I was falling apart on the inside. I had no real identity anymore. I didn’t recognize the woman in the mirror. Before kids I was so strong and independent, and now here I was – food giver, bather, cleaner, butt-wiper, laundry service, horsey, playmate, sleep buddy – everything on my shoulders. On the shoulders of a woman I didn’t know. I was so much more than just a mom.
I broke at that moment (though, this is the first time I’m admitting it to anymore).
I still to this day remember looking at that woman – asking her what happened to her dreams, what happened to taking on the world? I was stuck. I knew something had to change. I needed to find a way out.
The Photo That Changed My Life
Then one day on Facebook my friend Michele posts this photo:
Yeah. That one. That photo changed my life. Changed my husband’s life. Heck, it changed my kids’ lives. I saw that photo and knew instantly that I had to do the same. I wanted to jump over fire.
I said to my husband, “I want to do that! I want to jump over fire!”
His reply … “this is just another crazy thing you want to do that you will never actually do.”
Remember those broken pieces from when I stared in the mirror? Well, they instantly came back together and a flicker of the old me came out.
“Well, with you or without you, I’m going to do it. But it would be awesome to do it with you.”
At this time in my marriage, things weren’t the greatest. We were more like roommates. It was miserable. We were miserable. Both of us were teetering on was this worth saving or should we just bail out now. Only now do I realize that we were both lost, we were both confused in our roles as parents, and neither of us knew how to help the other.
Months passed by and I started doing research on this thing called Obstacle Course Racing. I realized I’d gotten myself into something more than I could handle … but I knew I couldn’t back down.
Finally my husband had agreed to do the race with me, “One and I’m done. That’s it. I’ll do this with you because you want me to, but I won’t be doing this every weekend, this won’t become my life.”
(It always makes me give the evil laugh when I remember him saying those words…… bwahahahaha….)
What REALLY Happened Race Day
My stomach was in knots. My body was transformed (I lost a total of 20 lbs that first year of training!!!). I had done all the research and knew what to and not to expect.
But… what I didn’t know… what was going to happen AFTER the race.
The course was physically difficult. We “ran” (by ran, I mean I hiked) up, down, around, across Blue Mountain, had to swim in a lake, climb walls that were easy five times my size, carry sandbags, jump on logs. I asked myself a million times why I had done this. I wanted to give up.
My husband, though, held my hand and talked me through it. He was my strength. Remember when I said things weren’t the greatest?
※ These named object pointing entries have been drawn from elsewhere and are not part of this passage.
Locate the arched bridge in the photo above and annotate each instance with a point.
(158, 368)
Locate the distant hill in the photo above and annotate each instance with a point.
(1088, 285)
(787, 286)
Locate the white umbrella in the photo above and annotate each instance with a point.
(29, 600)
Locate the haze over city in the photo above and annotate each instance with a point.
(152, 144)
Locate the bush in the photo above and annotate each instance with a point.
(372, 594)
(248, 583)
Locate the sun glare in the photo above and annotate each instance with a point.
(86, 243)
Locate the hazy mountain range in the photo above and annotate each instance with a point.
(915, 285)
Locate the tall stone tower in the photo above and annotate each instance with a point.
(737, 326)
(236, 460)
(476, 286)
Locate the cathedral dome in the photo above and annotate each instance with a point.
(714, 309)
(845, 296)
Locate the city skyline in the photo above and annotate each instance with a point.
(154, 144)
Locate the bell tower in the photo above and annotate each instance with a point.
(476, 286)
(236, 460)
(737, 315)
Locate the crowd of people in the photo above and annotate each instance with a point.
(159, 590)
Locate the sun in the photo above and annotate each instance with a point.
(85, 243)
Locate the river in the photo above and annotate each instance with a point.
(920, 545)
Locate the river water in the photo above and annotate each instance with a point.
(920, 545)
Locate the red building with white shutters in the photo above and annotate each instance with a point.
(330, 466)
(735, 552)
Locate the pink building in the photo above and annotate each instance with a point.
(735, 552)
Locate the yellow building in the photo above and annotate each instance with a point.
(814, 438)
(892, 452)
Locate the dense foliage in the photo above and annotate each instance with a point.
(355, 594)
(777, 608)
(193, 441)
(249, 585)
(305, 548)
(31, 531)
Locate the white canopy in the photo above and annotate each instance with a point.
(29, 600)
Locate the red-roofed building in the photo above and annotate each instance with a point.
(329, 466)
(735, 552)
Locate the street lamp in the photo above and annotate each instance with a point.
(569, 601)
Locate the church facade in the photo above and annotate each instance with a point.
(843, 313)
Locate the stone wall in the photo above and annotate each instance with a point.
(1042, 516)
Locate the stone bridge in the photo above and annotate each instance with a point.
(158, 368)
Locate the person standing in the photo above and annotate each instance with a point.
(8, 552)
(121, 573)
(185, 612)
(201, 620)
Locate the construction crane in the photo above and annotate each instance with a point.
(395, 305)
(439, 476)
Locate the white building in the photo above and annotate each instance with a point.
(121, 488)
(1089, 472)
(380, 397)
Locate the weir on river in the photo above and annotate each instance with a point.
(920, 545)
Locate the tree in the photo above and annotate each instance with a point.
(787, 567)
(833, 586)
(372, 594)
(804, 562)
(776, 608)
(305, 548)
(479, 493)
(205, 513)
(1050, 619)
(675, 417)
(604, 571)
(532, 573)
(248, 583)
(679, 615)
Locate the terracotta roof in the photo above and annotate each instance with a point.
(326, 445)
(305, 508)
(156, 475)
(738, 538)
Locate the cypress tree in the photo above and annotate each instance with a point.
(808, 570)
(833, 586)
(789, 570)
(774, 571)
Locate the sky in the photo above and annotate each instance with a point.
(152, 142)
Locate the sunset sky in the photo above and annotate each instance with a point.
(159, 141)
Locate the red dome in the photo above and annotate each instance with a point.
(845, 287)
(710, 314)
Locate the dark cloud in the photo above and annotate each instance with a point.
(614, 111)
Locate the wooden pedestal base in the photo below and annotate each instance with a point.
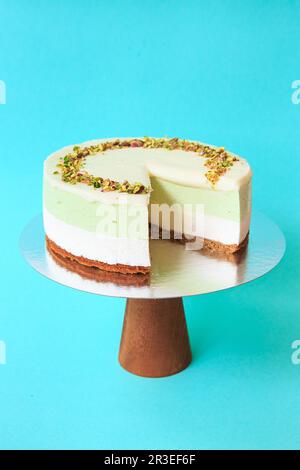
(155, 339)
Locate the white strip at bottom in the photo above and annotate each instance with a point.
(111, 250)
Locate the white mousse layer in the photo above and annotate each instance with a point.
(94, 246)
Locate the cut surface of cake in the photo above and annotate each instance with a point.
(100, 196)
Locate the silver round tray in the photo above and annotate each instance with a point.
(175, 271)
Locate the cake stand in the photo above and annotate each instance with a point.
(155, 340)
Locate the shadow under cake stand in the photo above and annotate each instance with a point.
(155, 340)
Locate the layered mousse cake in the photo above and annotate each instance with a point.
(100, 196)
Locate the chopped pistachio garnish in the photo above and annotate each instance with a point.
(218, 160)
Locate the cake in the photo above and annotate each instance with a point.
(101, 196)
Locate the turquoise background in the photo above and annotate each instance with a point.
(218, 71)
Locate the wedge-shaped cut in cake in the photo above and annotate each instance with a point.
(100, 196)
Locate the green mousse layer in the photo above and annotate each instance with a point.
(224, 204)
(73, 209)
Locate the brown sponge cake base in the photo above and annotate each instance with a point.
(209, 246)
(95, 274)
(116, 268)
(217, 247)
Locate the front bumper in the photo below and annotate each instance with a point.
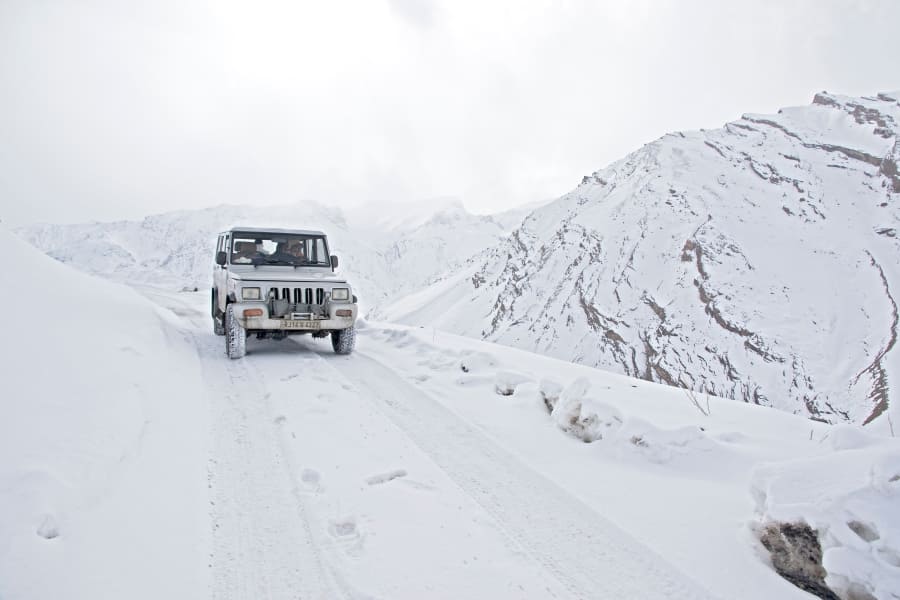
(265, 322)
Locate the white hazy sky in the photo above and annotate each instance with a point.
(115, 109)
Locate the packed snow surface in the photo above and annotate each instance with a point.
(425, 465)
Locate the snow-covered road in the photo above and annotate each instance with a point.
(338, 477)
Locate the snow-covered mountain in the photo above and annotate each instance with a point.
(131, 446)
(758, 262)
(382, 258)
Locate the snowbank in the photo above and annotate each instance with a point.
(851, 497)
(102, 440)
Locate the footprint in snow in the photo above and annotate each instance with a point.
(344, 528)
(385, 477)
(312, 478)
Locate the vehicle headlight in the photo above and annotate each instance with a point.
(340, 293)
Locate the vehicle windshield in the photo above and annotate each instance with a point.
(278, 249)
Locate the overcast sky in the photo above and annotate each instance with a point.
(115, 109)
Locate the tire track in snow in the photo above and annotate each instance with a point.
(264, 546)
(589, 555)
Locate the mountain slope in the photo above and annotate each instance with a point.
(757, 262)
(381, 259)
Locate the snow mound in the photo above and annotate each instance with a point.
(851, 498)
(506, 382)
(582, 416)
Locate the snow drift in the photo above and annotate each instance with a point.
(102, 440)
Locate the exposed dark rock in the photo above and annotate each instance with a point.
(797, 556)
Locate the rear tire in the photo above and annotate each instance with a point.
(343, 340)
(235, 335)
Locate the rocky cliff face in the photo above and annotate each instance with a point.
(758, 262)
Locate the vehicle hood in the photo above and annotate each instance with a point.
(271, 274)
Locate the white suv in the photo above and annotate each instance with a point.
(279, 282)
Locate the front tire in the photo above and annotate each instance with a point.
(235, 335)
(343, 340)
(218, 325)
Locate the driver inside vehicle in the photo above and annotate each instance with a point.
(243, 251)
(297, 250)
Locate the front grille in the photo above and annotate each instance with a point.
(299, 295)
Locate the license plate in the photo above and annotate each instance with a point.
(286, 324)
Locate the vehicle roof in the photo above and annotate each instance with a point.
(274, 230)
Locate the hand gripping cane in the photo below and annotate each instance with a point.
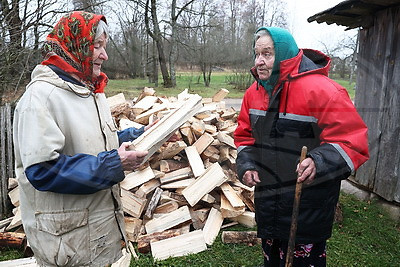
(295, 213)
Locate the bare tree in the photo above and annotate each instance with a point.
(175, 13)
(156, 34)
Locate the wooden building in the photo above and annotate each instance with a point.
(377, 95)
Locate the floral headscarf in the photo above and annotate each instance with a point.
(70, 45)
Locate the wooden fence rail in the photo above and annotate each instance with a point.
(6, 157)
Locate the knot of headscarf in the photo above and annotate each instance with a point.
(69, 46)
(285, 47)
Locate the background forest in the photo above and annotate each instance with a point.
(153, 38)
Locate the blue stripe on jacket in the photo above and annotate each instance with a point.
(81, 173)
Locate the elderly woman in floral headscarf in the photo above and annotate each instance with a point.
(68, 155)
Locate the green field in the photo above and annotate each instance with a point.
(193, 82)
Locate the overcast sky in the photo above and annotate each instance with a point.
(309, 35)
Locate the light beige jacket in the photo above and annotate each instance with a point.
(57, 117)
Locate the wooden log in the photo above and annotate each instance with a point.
(169, 165)
(16, 221)
(230, 224)
(211, 153)
(228, 114)
(152, 139)
(227, 210)
(211, 129)
(144, 118)
(12, 240)
(168, 221)
(211, 178)
(132, 204)
(144, 104)
(132, 228)
(195, 161)
(232, 196)
(4, 223)
(177, 175)
(198, 128)
(153, 203)
(208, 199)
(240, 237)
(14, 196)
(190, 243)
(212, 226)
(143, 241)
(125, 123)
(245, 187)
(247, 219)
(223, 125)
(211, 120)
(203, 114)
(147, 91)
(248, 199)
(12, 183)
(23, 262)
(125, 259)
(179, 198)
(220, 95)
(223, 153)
(148, 187)
(187, 134)
(203, 142)
(137, 178)
(226, 139)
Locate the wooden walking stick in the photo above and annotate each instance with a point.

You would have had no idea out on that mountain we were having problems.
We were one again.
We worked together and supported each other in a way we had yet to do in our eight years together.
But the biggest change came after jumping that fire and crossing the finish line. I had tears in my eyes.
Spartan race has a saying “You’ll Know at the Finish.” And it is beyond true. I came off that mountain, jumped over that fire, and realized instantly who I was – who I wanted to be – not only for myself but for my family and my husband. It was as if I’d crossed a magical flame that answered all the questions I’d been asking the woman in the mirror.
I found the missing piece I was so desperate for.
This first race was just one of many to come. My husband who said he was just “one and done”… we didn’t even make it back to our car when he was asking when our next race was. 😛
It changed who we were as a couple.
It changed who I was as a mom.
I now know my strength. I know my weaknesses. I know how to use each to my advantage. I can show my two young daughters that women can be strong. I can do things physically many people wouldn’t fathom.
I realized just how strong I am, how worthy I am, how much more I am.
I can clean boogers like the best of ‘em … but I can also take on a lot more. It’s helped me to become a better mom. A better spouse. A better person.
I found my passion. And with that, I found the missing piece.
Such empowering words! Love this!
I’m signed up for the tough mudder next month. I hate to run and I hate to be dirty, so husband can’t figure out for the life of him why I was so insistent on running it with him. You wrote everything I haven’t been able to say. Thank you.